Three for the Price of One

Every school in the country is hurrying to upgrade its technological capabilities, but the computer and network upgrades often carry a hefty price tag. Schenectady (NY) City School District found a way to give its schools a data network while getting a new phone system at the same time. With the new network in place, Schenectady has excess capacity and an easily expandable phone system that will last well into the future.

The district had little in the way of data network infrastructure when it began to research its system upgrade. Some of the administration buildings had small local area networks (LANs). Few of the buildings were connected in a network. The district officials knew they’d need to do two things with the upgrade: Wire every office and classroom with a good, high-capacity network and wire all of the schools and administration buildings together.

"We had to make sure, as long as we were investing in this kind of upgrade, that we would have a system that could handle growth," says John Falco, assistant superintendent. "Internet access, video instruction, computer graphics, and animation will all put a strain on the system. This upgrade had to allow for added capacity and future network uses."

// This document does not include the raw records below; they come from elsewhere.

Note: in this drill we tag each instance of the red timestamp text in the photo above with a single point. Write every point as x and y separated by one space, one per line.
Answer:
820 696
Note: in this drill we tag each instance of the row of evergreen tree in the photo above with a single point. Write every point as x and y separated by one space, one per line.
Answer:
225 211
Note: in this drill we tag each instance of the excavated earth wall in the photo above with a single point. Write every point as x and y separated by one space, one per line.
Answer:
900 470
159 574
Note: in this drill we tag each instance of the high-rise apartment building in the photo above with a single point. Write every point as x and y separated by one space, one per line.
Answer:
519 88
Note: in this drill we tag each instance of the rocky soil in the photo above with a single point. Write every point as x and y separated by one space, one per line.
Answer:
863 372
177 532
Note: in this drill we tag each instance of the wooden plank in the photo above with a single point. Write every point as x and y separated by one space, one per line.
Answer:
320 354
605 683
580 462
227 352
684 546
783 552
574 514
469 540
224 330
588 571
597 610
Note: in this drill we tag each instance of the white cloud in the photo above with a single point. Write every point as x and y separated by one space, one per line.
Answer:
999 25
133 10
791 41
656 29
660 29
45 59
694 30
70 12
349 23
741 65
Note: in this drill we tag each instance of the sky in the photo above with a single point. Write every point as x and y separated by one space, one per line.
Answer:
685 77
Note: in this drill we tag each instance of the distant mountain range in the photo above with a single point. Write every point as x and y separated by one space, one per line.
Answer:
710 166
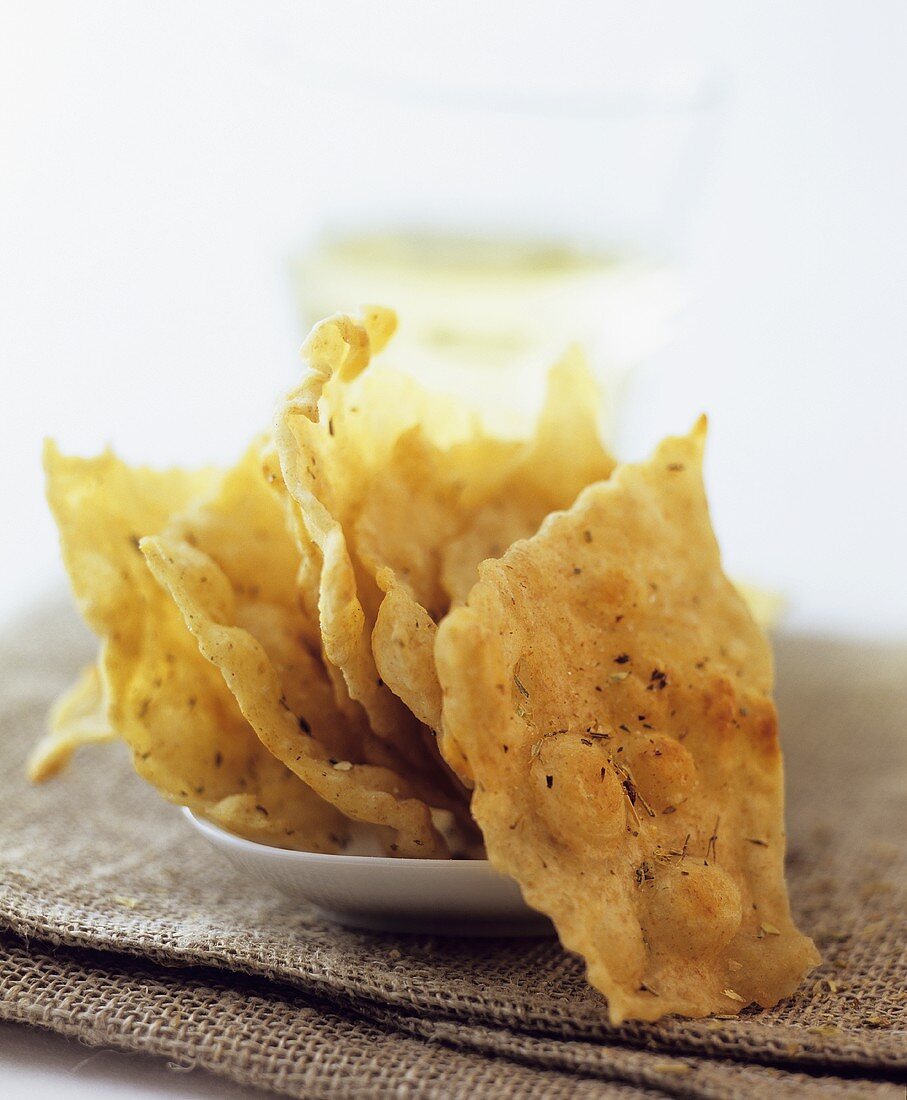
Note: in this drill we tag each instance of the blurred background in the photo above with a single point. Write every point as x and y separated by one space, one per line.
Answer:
710 197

Addressing Office/Educational Uses

"The educational demands are a large aspect of any installation such as this," says Brian Hogan, president of New England Systems, the firm selected to install the district-wide network. "But the business aspects of the district must also be addressed. Schenectady needed to ensure that its network would have ample capacity and security for both."

District officials decided on installation of a network technology called asynchronous transfer mode or ATM. It is fast enough to handle all types of data, and it allowed the district to add a new phone system, connecting all the buildings at the same time, on the same network. "ATM is the technology used by the major phone companies to carry phone, data, and even video traffic," Falco explains.

The Telephone System

Schenectady has been paying nearly $40 per month plus usage charges on a per phone basis at the school. This is typical of Centrex services for school districts. "When you’re spread among 17 buildings, as we are, the only way to get phone services was either to buy a PBX system for each location, or to rent Centrex from the telephone company," says Falco.

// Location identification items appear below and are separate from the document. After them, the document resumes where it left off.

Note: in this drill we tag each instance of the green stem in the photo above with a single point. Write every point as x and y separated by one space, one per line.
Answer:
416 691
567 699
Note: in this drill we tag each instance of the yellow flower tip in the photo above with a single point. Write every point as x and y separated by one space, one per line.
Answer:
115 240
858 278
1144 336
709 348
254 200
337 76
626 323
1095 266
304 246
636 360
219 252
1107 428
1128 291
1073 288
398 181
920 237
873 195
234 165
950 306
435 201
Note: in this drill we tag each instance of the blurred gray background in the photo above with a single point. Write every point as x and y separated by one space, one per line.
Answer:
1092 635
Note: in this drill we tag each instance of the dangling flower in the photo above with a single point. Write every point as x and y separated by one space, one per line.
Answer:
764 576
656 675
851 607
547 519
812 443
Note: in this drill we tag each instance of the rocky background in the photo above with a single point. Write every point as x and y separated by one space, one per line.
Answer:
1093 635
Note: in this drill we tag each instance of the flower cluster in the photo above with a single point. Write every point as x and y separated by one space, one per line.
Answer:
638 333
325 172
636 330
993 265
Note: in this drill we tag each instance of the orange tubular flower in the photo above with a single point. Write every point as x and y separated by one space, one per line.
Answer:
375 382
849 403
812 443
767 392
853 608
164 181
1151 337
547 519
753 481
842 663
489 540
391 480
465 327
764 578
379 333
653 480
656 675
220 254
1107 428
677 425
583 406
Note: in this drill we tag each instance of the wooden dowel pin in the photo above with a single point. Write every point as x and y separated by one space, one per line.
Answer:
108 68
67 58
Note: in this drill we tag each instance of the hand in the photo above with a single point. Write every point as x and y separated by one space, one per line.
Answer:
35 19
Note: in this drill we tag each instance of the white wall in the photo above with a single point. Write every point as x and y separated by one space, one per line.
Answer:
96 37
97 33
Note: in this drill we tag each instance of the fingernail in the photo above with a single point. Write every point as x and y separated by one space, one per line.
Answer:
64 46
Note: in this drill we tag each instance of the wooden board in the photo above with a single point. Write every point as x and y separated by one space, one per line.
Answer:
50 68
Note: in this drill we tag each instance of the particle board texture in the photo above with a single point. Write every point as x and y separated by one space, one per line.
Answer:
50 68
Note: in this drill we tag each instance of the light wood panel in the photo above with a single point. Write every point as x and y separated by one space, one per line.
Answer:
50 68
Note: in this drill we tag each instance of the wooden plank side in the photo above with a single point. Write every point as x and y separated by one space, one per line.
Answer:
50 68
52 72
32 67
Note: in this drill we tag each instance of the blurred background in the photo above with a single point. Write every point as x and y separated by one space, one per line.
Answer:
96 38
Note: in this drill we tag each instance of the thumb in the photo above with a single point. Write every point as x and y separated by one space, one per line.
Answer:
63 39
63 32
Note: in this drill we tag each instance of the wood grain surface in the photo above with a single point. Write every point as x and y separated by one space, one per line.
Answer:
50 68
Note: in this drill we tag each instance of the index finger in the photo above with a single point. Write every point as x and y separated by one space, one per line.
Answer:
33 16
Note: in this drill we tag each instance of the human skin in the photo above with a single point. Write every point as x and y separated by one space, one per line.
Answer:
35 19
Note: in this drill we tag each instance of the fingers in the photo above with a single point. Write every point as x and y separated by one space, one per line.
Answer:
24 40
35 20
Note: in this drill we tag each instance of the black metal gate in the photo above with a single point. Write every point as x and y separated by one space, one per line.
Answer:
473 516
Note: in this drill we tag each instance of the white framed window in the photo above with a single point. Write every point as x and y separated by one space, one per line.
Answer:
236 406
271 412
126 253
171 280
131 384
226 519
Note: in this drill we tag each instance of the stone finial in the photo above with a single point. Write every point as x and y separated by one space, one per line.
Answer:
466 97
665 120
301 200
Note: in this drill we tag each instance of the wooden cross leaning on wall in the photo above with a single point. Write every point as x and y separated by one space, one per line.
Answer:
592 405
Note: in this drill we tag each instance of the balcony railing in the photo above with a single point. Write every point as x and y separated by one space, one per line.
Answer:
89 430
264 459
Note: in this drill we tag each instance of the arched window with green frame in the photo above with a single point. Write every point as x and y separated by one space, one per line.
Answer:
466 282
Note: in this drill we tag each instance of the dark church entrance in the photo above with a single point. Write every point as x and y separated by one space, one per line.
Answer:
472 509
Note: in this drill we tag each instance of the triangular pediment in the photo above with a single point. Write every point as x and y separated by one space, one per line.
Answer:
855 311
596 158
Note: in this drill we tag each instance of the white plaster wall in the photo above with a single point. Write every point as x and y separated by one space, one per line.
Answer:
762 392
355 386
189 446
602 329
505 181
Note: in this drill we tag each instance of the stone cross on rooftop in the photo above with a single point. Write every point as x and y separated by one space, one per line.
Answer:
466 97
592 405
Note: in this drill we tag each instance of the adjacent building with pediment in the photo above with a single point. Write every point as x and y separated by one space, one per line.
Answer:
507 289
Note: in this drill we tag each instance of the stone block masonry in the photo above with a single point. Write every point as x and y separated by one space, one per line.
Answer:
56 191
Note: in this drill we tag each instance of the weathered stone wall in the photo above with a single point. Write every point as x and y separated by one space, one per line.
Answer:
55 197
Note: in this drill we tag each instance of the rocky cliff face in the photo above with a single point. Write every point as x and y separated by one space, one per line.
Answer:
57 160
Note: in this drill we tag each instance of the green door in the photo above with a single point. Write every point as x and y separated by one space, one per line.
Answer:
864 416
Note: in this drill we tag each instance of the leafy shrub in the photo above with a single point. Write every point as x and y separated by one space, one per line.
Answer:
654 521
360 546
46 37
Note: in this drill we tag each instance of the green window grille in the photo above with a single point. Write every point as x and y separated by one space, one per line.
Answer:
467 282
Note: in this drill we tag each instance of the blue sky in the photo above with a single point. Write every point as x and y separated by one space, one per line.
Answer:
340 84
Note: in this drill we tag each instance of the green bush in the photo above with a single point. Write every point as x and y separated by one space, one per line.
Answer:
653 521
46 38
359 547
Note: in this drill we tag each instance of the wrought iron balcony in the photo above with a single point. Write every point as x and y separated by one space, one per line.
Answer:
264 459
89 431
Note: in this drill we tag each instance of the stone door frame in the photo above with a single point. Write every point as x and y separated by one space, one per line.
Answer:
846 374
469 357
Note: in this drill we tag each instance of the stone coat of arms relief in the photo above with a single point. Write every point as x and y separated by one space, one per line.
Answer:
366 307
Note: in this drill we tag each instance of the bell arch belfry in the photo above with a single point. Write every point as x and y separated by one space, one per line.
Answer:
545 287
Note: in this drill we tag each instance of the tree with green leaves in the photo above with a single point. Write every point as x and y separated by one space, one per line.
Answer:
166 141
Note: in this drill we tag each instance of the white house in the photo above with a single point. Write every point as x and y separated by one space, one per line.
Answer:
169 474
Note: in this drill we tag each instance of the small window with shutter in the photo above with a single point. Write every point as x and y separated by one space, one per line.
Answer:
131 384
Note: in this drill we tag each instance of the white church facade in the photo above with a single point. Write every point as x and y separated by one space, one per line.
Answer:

With the ATM-based system that Schenectady chose from Sphere Communications, the same set of wires carries Internet, business data, and voice traffic. The network also allows computer-telephony capability. "You can control the phone on your desk with a simple computer program on your desktop computer," Hogan explains. "For example, when a call comes in, the system will pop up a window on your computer giving you the caller ID and a directory structure. You can drag the incoming call to another extension or to your voice mailbox if you don’t want to take the call."

The ATM system will enhance the productivity of the administrative staff and allow teachers to have phones on their desks.

Video Ready

The ATM system also makes the classrooms video ready without adding video cabling. All 17 of the district’s buildings are connected by a 622 MBPS ATM ring of fiber optic cable, rented and installed by the local cable provider. The district’s main administration building holds the majority of network’s file servers to make management more efficient. The network servers host the phone system, Internet access, and instructional applications, as well as the district’s business applications. "Each task has its own server," says Hogan. "Isolating tasks to individual servers will help in long-term maintenance and trouble-shooting."